En deuxième lieu, pour améliorer la prévention, nous avons créé un nouvel article dans le code de l'éducation qui prévoit une information sur les réalités de la prostitution par groupe d'âges homogènes dans les collèges et lycées - intervenir dès l'école primaire nous a paru prématuré. Cette information sera l'occasion d'aborder les représentations sociales du corps humain. Nous avons également complété les dispositions du code de l'éducation relatives à l'éducation sexuelle en prévoyant qu'elle doit présenter « une vision égalitaire des relations entre les femmes et les hommes » et « contribuer à l'apprentissage du respect dû au corps humain ».
En troisième lieu, la commission spéciale a renforcé le volet du texte consacré à la lutte contre la traite, par deux mesures. D'abord, elle a introduit un article additionnel qui traduit en droit l'une des mesures du plan national de lutte contre la traite adopté le 14 mai 2014 : donner compétence aux inspecteurs du travail pour constater les infractions de traite des êtres humains. Ensuite, elle a élargi la formation des travailleurs sociaux à l'identification des situations de prostitution, de proxénétisme et de traite des êtres humains.
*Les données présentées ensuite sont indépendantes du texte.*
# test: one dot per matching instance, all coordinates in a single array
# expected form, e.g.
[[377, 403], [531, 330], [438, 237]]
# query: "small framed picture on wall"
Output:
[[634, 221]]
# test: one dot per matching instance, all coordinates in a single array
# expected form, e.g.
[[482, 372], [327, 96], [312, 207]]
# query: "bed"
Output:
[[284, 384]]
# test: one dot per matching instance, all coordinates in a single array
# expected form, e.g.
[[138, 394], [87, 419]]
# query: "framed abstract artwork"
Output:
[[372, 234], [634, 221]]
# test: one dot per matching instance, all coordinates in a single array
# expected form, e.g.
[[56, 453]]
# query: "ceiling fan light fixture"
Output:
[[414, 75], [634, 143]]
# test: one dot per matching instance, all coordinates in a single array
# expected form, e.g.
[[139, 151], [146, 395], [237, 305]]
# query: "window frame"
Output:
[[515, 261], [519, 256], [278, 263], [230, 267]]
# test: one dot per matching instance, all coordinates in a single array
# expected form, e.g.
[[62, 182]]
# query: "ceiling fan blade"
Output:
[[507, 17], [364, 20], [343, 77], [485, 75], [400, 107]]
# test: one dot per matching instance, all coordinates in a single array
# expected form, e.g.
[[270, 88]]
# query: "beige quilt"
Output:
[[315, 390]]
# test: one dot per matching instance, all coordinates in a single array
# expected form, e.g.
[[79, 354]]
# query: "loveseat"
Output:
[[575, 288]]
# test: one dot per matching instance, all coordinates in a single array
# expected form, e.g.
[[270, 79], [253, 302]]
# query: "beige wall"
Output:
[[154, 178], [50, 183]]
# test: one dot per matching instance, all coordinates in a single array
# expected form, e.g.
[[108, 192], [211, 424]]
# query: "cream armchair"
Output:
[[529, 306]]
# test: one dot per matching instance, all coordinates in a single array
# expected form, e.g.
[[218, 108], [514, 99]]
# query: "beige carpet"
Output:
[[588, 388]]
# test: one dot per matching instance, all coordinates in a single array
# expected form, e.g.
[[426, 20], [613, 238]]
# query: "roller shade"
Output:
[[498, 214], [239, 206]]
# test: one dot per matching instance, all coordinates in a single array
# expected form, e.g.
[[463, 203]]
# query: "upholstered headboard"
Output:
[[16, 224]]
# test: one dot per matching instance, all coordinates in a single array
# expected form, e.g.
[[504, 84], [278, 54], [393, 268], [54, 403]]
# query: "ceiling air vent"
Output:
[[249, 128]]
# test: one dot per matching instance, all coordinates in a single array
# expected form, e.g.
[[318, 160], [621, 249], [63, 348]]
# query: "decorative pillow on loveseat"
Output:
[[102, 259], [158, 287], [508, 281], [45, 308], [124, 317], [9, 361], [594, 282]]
J'en viens aux dispositions pénales du quatrième volet de cette proposition de loi. Nous avons maintenu la suppression du délit de racolage. Aucun amendement n'avait d'ailleurs été déposé pour le rétablir. En revanche, après de longs débats, nous avons supprimé l'article 16, qui prévoyait la pénalisation du client avec la création d'une contravention de cinquième classe, de même que l'article 17, qui créait une peine complémentaire consistant en un stage de sensibilisation à la lutte contre l'achat d'actes sexuels. Pour ma part, j'étais favorable à l'instauration de cette nouvelle incrimination, grâce à laquelle nous aurions, enfin, responsabilisé les clients. Mais la majorité des membres de la commission spéciale ont craint qu'elle ne dégrade la situation sociale et sanitaire des personnes prostituées.
Enfin, la commission spéciale a renommé le texte « proposition de loi visant à la lutte contre la traite des êtres humains à des fins d'exploitation sexuelle, contre le proxénétisme et pour l'accompagnement des personnes prostituées ». Ce nouvel intitulé est cohérent avec un texte amputé de l'une de ses dispositions essentielles, celle concernant la responsabilisation du client.
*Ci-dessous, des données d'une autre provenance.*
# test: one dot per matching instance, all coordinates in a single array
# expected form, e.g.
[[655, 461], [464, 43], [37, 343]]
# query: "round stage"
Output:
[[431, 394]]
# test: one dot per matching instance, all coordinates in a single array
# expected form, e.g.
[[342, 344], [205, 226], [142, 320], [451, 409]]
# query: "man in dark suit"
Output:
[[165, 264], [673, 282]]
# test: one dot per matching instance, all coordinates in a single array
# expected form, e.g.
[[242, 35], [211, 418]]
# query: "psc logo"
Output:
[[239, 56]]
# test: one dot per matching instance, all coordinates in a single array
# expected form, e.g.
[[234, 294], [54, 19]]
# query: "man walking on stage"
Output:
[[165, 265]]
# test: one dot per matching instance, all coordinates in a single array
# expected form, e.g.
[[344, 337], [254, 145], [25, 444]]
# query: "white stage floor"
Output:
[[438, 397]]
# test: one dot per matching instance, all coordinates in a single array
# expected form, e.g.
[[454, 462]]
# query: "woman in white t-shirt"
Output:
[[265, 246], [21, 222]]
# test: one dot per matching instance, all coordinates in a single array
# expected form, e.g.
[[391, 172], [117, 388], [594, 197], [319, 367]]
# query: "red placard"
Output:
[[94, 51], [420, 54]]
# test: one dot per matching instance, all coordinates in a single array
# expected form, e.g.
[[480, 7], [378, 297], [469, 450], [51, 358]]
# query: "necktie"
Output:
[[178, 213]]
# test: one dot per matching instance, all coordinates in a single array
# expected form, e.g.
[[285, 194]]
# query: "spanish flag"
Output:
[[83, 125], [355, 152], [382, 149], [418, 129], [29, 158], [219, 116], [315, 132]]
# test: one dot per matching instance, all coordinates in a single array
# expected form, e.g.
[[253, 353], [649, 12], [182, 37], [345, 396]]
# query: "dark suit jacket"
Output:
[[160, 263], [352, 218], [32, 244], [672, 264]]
Je regrette qu'il en soit ainsi. Néanmoins, compte tenu des améliorations substantielles que nous avons apportées à la proposition de loi sur d'autres sujets, notamment sur l'accompagnement social, j'ai choisi de m'abstenir, plutôt que de voter contre.
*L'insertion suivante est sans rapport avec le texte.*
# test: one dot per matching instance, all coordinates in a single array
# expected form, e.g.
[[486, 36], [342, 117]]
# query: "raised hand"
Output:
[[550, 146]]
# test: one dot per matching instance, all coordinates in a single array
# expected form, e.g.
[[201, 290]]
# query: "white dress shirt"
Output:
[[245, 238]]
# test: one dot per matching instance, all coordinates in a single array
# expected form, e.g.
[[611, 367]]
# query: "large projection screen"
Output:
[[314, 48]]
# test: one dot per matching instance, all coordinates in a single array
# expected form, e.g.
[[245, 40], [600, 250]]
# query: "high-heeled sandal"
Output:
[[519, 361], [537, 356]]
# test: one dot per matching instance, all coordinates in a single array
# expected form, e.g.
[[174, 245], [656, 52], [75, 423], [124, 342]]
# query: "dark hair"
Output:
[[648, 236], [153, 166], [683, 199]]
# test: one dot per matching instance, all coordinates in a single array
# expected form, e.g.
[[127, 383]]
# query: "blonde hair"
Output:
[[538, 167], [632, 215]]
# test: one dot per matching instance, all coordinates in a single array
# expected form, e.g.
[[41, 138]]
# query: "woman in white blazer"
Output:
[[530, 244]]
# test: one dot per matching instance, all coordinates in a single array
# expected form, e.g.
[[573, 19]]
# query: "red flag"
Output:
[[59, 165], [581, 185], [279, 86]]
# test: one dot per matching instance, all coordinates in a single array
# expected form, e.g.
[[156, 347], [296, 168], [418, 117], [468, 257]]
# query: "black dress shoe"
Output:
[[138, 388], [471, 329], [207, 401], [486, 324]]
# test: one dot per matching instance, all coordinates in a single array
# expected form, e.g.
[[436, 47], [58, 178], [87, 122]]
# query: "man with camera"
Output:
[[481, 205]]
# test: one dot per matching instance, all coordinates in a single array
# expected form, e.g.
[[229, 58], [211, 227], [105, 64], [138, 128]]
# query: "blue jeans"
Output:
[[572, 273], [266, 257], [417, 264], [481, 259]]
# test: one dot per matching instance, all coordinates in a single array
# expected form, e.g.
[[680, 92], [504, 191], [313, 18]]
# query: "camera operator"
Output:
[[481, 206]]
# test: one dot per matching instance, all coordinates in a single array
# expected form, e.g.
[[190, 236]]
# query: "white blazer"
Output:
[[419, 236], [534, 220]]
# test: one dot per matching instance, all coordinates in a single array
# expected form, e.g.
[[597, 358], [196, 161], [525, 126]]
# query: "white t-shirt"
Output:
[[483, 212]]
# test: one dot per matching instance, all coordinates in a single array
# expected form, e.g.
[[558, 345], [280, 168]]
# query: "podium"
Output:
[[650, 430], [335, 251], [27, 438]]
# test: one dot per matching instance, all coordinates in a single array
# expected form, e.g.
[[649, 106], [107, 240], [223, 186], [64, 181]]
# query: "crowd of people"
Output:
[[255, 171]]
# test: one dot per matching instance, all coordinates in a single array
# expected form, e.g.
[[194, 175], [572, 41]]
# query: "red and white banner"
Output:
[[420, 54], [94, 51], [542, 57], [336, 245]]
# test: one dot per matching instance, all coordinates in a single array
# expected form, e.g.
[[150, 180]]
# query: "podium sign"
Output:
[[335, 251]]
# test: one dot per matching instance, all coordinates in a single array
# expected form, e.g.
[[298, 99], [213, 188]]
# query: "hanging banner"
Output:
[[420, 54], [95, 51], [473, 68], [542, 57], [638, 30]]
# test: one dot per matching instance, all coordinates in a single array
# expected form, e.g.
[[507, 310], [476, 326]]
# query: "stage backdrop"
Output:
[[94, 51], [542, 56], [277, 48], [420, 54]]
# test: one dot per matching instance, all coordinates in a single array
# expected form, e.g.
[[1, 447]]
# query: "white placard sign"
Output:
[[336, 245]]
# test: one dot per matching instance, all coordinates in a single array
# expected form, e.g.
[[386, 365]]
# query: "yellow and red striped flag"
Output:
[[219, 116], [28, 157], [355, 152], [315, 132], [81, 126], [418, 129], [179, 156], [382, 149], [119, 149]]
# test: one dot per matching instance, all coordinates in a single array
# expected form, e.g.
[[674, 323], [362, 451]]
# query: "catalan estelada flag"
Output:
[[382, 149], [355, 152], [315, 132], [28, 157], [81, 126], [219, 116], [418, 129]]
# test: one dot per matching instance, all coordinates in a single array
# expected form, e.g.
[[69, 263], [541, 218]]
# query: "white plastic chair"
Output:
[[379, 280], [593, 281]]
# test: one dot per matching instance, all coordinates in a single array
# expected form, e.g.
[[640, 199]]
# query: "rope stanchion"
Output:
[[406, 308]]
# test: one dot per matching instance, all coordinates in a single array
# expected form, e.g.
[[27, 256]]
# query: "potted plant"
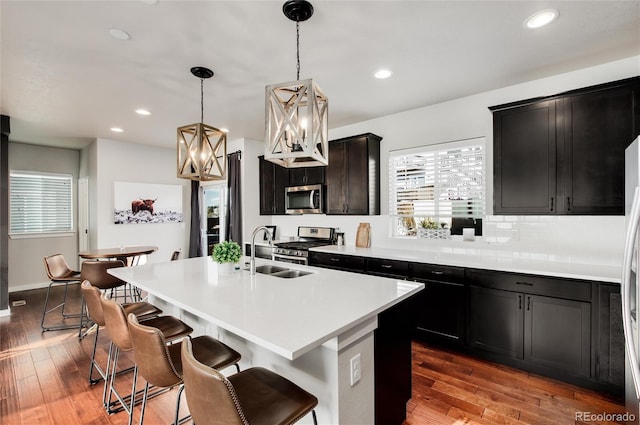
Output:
[[227, 254], [431, 229]]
Sans doute les esprits n'étaient-ils pas encore suffisamment mûrs au Sénat pour affirmer dans la loi qu'il n'est pas acceptable de disposer du corps de l'autre pour satisfaire ses besoins sexuels contre de l'argent. Tout en respectant la position majoritaire de la commission spéciale, je continuerai de défendre mes convictions personnelles en séance. Le débat reste ouvert.